Mit dem letzten Freitag vor der Fastenzeit beginnen die Schmerzhafte-Mutter-Andachten, die in unserem Haus zum traditionellen Gebetsleben unserer Gemeinschaft gehören.

Jeweils ein Geheimnis vom Sieben-Schmerzen-Rosenkranz prägt jede dieser Andachten an den sieben Freitagen vor der Karwoche. Die erste Andacht lädt zur Betrachtung des ersten Geheimnisses ein:

Den du, o Jungfrau, mit Schmerzen im Tempel vor Simeon aufgeopfert hast.

Der heutige Betrachtungspunkt wurde von einem unbekannten Verfasser in poetischer Form zum Fest Maria Reinigung in einem alten Gedicht zum Ausdruck gebracht:

Wo eilt ihr hin im raschen Jugendgange,
o greise Anna, greiser Simeon?
„Zum Heiland, welchen wir ersehnt so lange,
er kömmt zum Tempel jetzt, zu Gottes Thron.“

Und sieh! Da bringt in demuthsvollem Drange
die Mutter Gottes Gottes ersten Sohn,
erniedrigt sich zu andrer Weiber Range,
obwohl der Weiber Schuld vor ihr entfloh’n.

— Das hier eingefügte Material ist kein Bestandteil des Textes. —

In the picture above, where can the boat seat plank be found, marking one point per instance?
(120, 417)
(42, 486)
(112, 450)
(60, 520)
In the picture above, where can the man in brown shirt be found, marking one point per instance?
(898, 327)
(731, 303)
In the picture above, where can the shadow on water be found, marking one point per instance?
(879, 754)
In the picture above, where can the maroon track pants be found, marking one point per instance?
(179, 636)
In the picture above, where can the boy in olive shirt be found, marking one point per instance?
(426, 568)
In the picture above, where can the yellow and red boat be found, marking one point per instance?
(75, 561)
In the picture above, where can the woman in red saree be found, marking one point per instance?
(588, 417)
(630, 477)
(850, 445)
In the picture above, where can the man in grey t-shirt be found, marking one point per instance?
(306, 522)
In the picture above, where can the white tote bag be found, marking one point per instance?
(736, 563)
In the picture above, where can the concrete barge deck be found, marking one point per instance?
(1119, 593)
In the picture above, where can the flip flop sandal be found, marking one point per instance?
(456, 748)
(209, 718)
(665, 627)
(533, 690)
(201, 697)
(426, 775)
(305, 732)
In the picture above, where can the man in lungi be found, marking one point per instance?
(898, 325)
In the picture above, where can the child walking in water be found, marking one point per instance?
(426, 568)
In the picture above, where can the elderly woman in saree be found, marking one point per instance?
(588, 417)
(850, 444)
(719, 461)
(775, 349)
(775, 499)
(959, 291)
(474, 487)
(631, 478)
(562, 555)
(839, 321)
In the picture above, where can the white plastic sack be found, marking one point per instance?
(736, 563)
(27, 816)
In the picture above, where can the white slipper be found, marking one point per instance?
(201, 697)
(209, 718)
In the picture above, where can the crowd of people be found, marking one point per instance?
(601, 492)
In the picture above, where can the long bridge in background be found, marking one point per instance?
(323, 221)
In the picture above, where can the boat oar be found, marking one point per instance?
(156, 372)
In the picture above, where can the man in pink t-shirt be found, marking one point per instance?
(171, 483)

Und wie sie mit dem Turteltaubenpaar
den Sohn, ihr eigen Herz bringt opfernd dar,
macht ihr des Greisen Mund dies Opfer klar.

„Dies Licht der Welt ist zum Panier gewährt,
dem Widerspruch die Finsternis erklärt:
Dein eigen Mutterherz durchdringt das Schwert.“

„Die Menschwerdung Gottes ist ein tiefes Geheimnis! Doch der Grund all dessen ist die Liebe Gottes – eine Liebe, die Gnade, Großzügigkeit, Wunsch nach Nähe ist und die nicht zögert, sich für die geliebten Geschöpfe hinzugeben und zu opfern. Liebe bedeutet, das Schicksal des Geliebten voll und ganz zu teilen.“ (Fastenbotschaft 2014)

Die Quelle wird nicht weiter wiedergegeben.